Prerequisite: The ability to cast at least one spell
When you gain this feat, choose one of the following damage types: acid, cold, fire, lightning, or thunder.
Spells you cast ignore resistance to damage of the chosen type. In addition, when you roll damage for a spell you cast that deals damage of that type, you can treat any 1 on a damage die as a 2.
You can select this feat multiple times. Each time you do so, you must choose a different damage type.
Elemental Adept: A Force of Nature
Review by Sam West, Twitter:@CrierKobold
Everyone loves an elementalist. There’s something about turning the powers of nature into a force you can manipulate however you please that appeals to us. Elemental Adept is supposed to be a supporting feat to let you live that fantasy: command winter with sheer cold, fire with brilliant flames, acid with horrifying destruction. Instead of meaningfully acting as a boon for these concepts, Elemental Adept feels like a trap that leads to a character with less interesting decisions to make, and fewer environments where they can really showcase their chosen theme to its fullest.
There are only two effects baked into Elemental Adept: damage dice that roll 1s for spells cast of the chosen type are upgraded to 2s, and you ignore any creatures resistance to your chosen damage type.
Upgrading rolled results from 1s to 2s will be most effective with smaller dice sizes in large quantities. Fireball is an easy example where you’re getting about as much as you can ask for from these words; it rolls eight d6s for a third level spell. As the second smallest die, d6s have a one in six chance of rolling a one, meaning slightly more than one die on average per Fireball is getting upgraded. For an entire feat, you’re bumping your average damage up in the most menial way, and at best, increasing your minimum damage dealt by eight. That’s nowhere close to where you want to be for a feat.

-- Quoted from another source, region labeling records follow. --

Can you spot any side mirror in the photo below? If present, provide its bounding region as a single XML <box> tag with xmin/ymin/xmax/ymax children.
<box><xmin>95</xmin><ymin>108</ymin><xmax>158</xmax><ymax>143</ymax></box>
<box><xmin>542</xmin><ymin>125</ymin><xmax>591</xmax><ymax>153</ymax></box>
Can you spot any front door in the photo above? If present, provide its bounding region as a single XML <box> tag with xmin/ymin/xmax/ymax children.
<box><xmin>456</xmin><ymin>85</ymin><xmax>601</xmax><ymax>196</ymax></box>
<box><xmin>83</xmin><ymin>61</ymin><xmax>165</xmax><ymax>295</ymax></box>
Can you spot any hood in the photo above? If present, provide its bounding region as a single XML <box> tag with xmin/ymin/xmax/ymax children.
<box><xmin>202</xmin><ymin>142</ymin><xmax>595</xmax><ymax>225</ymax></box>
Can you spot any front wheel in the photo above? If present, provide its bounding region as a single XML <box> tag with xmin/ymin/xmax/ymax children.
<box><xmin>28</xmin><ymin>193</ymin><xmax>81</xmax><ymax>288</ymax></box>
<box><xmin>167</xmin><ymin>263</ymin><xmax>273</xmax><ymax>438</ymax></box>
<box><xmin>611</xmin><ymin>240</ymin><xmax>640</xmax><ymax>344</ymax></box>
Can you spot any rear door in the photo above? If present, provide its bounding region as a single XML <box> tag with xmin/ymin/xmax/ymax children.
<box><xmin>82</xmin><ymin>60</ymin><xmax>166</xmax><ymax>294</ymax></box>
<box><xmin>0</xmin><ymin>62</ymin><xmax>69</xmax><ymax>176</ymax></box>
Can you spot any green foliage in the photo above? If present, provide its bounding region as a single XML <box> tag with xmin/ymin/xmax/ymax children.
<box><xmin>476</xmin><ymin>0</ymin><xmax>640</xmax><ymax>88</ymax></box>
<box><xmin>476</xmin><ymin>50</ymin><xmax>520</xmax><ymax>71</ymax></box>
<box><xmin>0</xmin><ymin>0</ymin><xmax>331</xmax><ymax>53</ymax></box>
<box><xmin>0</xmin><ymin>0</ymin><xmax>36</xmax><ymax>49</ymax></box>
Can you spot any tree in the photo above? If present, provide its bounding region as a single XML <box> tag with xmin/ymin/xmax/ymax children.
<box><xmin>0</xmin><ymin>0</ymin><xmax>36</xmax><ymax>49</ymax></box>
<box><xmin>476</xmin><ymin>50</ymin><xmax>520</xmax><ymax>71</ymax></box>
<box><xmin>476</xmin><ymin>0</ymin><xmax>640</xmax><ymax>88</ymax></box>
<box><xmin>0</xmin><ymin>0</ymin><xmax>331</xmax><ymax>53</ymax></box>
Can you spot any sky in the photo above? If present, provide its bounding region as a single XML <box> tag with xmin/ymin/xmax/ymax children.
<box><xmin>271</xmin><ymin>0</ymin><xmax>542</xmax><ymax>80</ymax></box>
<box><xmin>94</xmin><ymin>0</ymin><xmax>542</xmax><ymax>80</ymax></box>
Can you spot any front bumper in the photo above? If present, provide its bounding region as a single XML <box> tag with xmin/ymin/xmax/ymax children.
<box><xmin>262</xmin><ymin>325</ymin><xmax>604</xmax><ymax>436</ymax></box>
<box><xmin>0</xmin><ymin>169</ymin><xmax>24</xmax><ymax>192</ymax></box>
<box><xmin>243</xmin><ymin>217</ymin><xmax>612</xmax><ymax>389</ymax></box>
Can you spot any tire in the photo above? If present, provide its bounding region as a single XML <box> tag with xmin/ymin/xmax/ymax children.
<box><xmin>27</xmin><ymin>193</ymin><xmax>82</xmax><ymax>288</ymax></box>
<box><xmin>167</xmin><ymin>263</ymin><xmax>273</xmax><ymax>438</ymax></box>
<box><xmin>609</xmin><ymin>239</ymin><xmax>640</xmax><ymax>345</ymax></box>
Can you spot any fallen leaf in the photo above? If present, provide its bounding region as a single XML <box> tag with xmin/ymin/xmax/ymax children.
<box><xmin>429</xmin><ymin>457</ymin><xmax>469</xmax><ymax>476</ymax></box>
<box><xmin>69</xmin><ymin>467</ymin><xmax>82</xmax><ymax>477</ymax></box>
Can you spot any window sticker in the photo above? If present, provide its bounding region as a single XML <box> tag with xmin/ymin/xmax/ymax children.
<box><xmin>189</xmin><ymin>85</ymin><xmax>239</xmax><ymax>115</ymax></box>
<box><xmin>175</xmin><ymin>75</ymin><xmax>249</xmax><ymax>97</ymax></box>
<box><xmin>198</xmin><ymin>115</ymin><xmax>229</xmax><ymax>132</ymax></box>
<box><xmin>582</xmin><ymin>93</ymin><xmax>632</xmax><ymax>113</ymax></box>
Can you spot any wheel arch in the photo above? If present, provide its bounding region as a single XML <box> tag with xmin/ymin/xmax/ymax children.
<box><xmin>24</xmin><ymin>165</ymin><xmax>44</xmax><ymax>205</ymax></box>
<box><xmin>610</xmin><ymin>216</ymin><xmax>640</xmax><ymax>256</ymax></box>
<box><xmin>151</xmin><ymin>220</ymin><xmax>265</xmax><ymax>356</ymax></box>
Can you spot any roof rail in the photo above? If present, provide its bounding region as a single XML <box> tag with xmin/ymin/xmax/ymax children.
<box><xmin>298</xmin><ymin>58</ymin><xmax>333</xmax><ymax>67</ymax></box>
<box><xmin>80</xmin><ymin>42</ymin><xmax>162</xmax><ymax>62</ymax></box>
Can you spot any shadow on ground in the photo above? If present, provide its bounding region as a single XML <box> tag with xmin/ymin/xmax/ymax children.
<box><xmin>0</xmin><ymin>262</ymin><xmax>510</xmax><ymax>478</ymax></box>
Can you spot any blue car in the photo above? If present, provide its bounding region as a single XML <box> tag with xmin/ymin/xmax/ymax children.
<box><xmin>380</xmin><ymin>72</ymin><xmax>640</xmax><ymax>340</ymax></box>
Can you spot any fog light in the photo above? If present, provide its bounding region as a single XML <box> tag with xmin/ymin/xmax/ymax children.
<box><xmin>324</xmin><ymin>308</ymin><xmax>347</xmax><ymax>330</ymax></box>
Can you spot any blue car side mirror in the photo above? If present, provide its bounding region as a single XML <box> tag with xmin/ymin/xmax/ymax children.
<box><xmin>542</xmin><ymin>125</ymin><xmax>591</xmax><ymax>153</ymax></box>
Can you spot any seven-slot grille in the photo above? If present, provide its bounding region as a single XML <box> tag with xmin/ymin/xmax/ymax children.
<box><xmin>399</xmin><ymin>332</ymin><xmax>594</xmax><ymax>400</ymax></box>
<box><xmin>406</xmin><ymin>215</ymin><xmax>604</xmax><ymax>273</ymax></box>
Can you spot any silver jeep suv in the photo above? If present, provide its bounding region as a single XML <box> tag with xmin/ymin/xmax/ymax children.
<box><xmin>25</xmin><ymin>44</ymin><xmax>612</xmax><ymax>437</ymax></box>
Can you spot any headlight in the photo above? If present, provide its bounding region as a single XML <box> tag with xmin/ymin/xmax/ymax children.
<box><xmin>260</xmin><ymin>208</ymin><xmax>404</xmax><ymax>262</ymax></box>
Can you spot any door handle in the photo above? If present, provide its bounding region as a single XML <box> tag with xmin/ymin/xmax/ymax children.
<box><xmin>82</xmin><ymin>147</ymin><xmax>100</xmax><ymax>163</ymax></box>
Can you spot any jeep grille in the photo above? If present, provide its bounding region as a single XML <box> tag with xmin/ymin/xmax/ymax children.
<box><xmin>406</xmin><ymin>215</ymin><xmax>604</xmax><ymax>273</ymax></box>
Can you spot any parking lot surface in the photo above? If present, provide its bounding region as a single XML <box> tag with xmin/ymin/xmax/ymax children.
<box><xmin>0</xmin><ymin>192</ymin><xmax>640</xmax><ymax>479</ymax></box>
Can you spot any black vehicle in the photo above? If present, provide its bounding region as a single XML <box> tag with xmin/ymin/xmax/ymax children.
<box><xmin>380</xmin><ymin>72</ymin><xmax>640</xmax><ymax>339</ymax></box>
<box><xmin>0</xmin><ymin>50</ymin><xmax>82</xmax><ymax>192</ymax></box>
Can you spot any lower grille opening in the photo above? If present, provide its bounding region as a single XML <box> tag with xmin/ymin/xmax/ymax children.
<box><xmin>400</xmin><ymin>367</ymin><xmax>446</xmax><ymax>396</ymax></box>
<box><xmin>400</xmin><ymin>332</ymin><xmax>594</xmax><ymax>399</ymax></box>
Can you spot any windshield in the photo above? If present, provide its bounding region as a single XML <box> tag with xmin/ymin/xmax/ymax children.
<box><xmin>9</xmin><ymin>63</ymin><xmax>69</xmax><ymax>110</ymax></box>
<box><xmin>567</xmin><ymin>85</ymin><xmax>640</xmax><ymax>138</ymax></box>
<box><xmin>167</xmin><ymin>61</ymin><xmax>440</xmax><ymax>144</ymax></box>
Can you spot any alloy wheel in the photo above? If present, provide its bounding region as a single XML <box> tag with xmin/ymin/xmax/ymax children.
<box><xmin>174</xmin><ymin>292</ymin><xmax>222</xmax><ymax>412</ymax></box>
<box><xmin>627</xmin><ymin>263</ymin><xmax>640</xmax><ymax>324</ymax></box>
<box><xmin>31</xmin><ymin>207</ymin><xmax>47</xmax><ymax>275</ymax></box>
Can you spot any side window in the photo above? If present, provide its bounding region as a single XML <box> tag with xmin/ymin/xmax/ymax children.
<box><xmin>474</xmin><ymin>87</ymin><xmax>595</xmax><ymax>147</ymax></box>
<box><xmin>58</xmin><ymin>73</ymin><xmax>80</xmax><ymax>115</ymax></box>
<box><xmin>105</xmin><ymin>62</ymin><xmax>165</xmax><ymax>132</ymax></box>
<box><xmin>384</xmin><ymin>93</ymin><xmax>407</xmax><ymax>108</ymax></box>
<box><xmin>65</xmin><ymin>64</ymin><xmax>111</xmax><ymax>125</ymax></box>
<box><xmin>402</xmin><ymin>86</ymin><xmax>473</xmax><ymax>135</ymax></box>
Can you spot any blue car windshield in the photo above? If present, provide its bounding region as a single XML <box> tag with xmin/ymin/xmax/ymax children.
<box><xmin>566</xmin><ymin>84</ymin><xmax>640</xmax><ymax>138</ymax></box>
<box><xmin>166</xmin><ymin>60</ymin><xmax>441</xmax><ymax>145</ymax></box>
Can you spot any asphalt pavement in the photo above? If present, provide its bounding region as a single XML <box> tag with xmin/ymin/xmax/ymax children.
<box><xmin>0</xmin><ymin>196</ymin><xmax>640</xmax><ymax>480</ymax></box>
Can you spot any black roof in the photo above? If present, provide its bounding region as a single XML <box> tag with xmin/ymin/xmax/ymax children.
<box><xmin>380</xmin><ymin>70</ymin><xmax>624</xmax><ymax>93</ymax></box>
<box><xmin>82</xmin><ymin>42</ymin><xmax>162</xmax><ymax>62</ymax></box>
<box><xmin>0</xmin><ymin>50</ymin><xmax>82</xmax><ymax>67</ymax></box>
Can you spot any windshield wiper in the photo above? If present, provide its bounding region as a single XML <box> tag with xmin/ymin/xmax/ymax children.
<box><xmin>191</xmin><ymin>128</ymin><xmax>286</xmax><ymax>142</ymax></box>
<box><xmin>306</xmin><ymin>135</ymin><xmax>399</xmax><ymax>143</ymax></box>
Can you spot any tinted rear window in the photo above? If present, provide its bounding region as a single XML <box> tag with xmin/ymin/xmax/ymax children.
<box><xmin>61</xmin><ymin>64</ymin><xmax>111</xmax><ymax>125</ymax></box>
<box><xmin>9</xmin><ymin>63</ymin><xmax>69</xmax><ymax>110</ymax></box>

Ignoring resistance sounds amazing, especially in environments where you’re going against creatures with frequent resistances to your chosen damage type. As a pyromancer, taking Elemental Adept for fire damage when going into an arch located on the plane of fire feels like an excellent choice. The reality of games centered in the even the most volatile of spaces is you’re DM will present a wide breadth of enemies to battle you. In those same environments, many creatures you’d expect to have some form of defense against a damage type will be immune to said damage type, meaning once again in the best case scenario, you’re probably ignoring resistance from a handful of encounters per arch. The real problem is the alternative is asking you to deviate from your fantasy and make somewhat interesting choices. Not only does this offer you more interesting choices to make to have a character capable of navigating diverse fights in diverse ways, it offers you interesting narrative moments. A necromancer focused around acid damage taking Fireball can mix explosive chemistry into their core fantasy, maintaining the feeling of the flesh melting acid wizard while picking up a tool that can still let them be a big spell damage dealer against acid resistant enemies.

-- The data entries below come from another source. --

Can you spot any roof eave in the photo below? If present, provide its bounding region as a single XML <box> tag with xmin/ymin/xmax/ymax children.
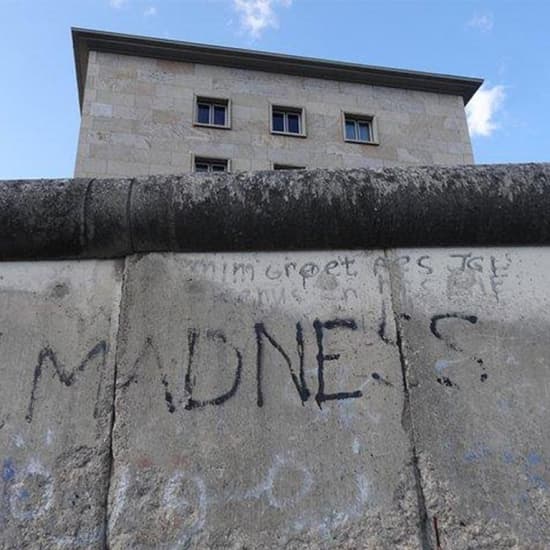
<box><xmin>71</xmin><ymin>28</ymin><xmax>483</xmax><ymax>109</ymax></box>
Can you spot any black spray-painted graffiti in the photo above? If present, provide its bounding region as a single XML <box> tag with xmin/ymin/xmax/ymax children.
<box><xmin>25</xmin><ymin>340</ymin><xmax>107</xmax><ymax>423</ymax></box>
<box><xmin>183</xmin><ymin>319</ymin><xmax>363</xmax><ymax>412</ymax></box>
<box><xmin>14</xmin><ymin>308</ymin><xmax>488</xmax><ymax>423</ymax></box>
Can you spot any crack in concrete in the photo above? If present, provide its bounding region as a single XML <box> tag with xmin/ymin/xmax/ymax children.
<box><xmin>102</xmin><ymin>256</ymin><xmax>129</xmax><ymax>550</ymax></box>
<box><xmin>384</xmin><ymin>249</ymin><xmax>433</xmax><ymax>550</ymax></box>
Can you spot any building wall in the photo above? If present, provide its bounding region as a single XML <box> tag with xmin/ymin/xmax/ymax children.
<box><xmin>75</xmin><ymin>52</ymin><xmax>473</xmax><ymax>176</ymax></box>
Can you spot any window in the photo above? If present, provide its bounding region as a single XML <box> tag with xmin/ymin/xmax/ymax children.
<box><xmin>273</xmin><ymin>164</ymin><xmax>306</xmax><ymax>170</ymax></box>
<box><xmin>344</xmin><ymin>113</ymin><xmax>377</xmax><ymax>144</ymax></box>
<box><xmin>194</xmin><ymin>157</ymin><xmax>229</xmax><ymax>172</ymax></box>
<box><xmin>271</xmin><ymin>105</ymin><xmax>306</xmax><ymax>137</ymax></box>
<box><xmin>195</xmin><ymin>97</ymin><xmax>230</xmax><ymax>128</ymax></box>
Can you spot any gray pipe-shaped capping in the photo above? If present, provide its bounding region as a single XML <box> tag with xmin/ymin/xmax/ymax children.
<box><xmin>0</xmin><ymin>164</ymin><xmax>550</xmax><ymax>260</ymax></box>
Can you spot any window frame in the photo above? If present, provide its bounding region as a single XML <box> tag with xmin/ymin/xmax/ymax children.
<box><xmin>191</xmin><ymin>155</ymin><xmax>231</xmax><ymax>174</ymax></box>
<box><xmin>342</xmin><ymin>111</ymin><xmax>380</xmax><ymax>145</ymax></box>
<box><xmin>269</xmin><ymin>103</ymin><xmax>307</xmax><ymax>138</ymax></box>
<box><xmin>193</xmin><ymin>95</ymin><xmax>231</xmax><ymax>130</ymax></box>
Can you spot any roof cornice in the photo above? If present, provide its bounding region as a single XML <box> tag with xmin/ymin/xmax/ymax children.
<box><xmin>72</xmin><ymin>28</ymin><xmax>483</xmax><ymax>112</ymax></box>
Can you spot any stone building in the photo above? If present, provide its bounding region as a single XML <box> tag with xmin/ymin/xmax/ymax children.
<box><xmin>73</xmin><ymin>29</ymin><xmax>482</xmax><ymax>177</ymax></box>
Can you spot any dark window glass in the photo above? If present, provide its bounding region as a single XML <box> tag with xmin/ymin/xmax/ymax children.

On top of that, if you indiscriminately cast Fireball in every encounter because the handful of fire resistant enemies aren’t to you, your character will start to feel incredibly repetitive. Damage resistance is a tool DMs can lean on to offer other players moments to shine, or ask you to answer a problem in a different way than you regularly do. Elemental Adept says “naw, I’d rather keep answering the same way as often as I possibly can”. That isn’t a particularly engaging way to play for me at least.

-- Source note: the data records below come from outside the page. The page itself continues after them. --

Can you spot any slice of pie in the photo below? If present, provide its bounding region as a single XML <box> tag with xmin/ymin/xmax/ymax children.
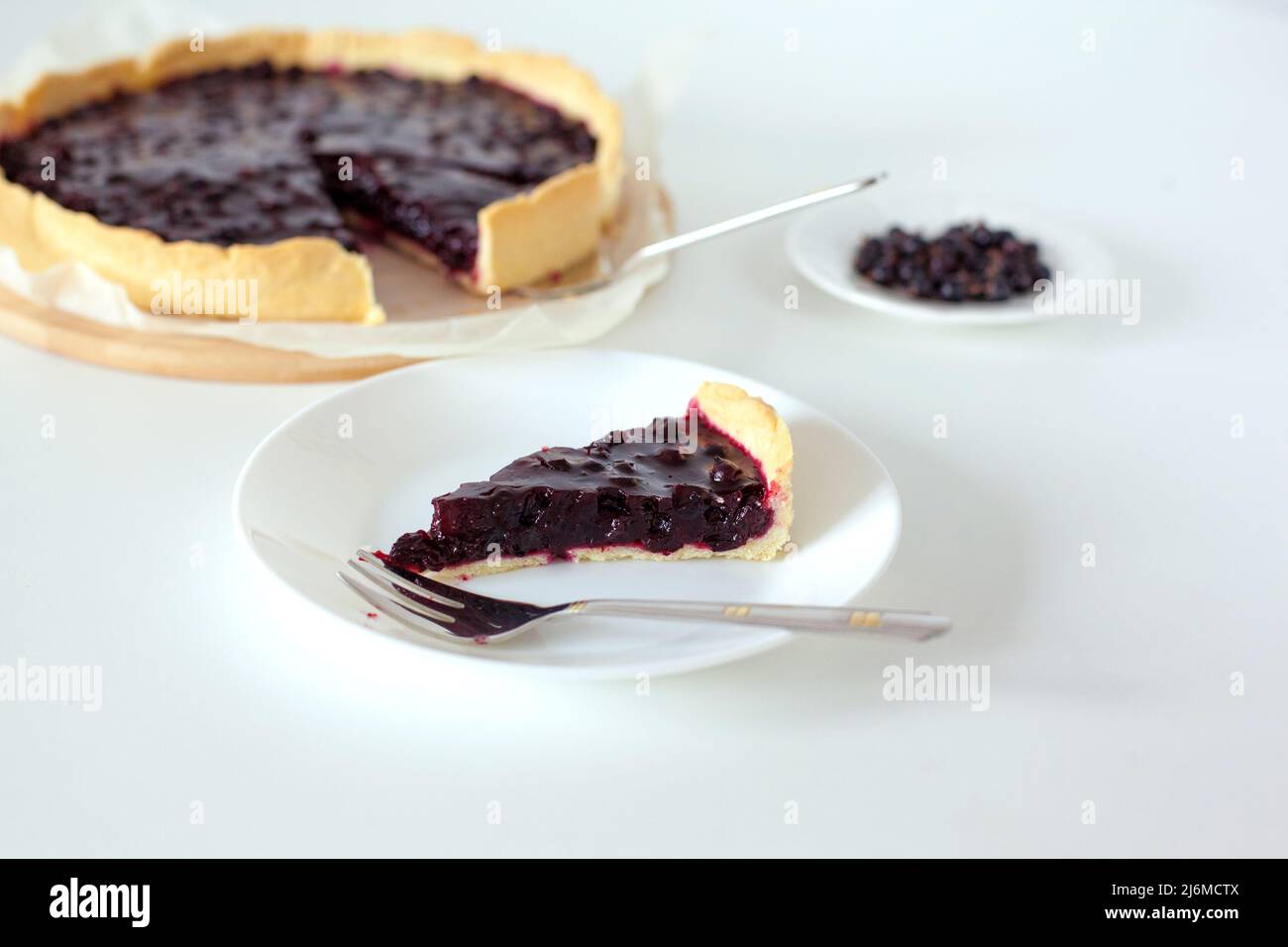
<box><xmin>385</xmin><ymin>381</ymin><xmax>793</xmax><ymax>576</ymax></box>
<box><xmin>0</xmin><ymin>33</ymin><xmax>621</xmax><ymax>322</ymax></box>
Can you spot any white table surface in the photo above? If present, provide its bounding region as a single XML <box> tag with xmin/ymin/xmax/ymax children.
<box><xmin>0</xmin><ymin>0</ymin><xmax>1288</xmax><ymax>856</ymax></box>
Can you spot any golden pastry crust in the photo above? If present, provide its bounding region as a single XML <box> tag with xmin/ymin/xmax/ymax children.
<box><xmin>424</xmin><ymin>381</ymin><xmax>794</xmax><ymax>579</ymax></box>
<box><xmin>0</xmin><ymin>31</ymin><xmax>622</xmax><ymax>323</ymax></box>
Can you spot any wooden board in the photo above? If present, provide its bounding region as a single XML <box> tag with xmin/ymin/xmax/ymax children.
<box><xmin>0</xmin><ymin>286</ymin><xmax>424</xmax><ymax>382</ymax></box>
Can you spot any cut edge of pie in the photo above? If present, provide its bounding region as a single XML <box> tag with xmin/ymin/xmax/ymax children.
<box><xmin>0</xmin><ymin>31</ymin><xmax>622</xmax><ymax>323</ymax></box>
<box><xmin>412</xmin><ymin>381</ymin><xmax>794</xmax><ymax>579</ymax></box>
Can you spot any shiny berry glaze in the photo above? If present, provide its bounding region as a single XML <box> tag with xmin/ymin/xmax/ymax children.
<box><xmin>389</xmin><ymin>415</ymin><xmax>773</xmax><ymax>571</ymax></box>
<box><xmin>0</xmin><ymin>63</ymin><xmax>595</xmax><ymax>271</ymax></box>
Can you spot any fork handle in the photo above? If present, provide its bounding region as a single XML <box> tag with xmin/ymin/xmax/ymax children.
<box><xmin>567</xmin><ymin>599</ymin><xmax>952</xmax><ymax>642</ymax></box>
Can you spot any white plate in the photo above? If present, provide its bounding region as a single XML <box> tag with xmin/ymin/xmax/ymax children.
<box><xmin>233</xmin><ymin>349</ymin><xmax>899</xmax><ymax>678</ymax></box>
<box><xmin>787</xmin><ymin>188</ymin><xmax>1112</xmax><ymax>326</ymax></box>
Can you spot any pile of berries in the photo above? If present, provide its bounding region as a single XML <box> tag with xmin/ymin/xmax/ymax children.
<box><xmin>854</xmin><ymin>222</ymin><xmax>1051</xmax><ymax>303</ymax></box>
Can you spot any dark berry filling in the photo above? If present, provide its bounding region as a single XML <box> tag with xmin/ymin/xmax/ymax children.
<box><xmin>389</xmin><ymin>416</ymin><xmax>773</xmax><ymax>571</ymax></box>
<box><xmin>854</xmin><ymin>223</ymin><xmax>1051</xmax><ymax>303</ymax></box>
<box><xmin>0</xmin><ymin>63</ymin><xmax>595</xmax><ymax>271</ymax></box>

I really hate this feat. Elemental Adept promises players it’ll help them play their avatar of lightning or conduit of the ice god, but in reality offers up such a tiny boon that you’re better off just taking an ability score improvement to your spellcasting score. Elemental Adept is a trap that eats a valuable resource for players, and gives them next to nothing in return. Stay clear of it . Friends don’t let friends take Elemental Adept.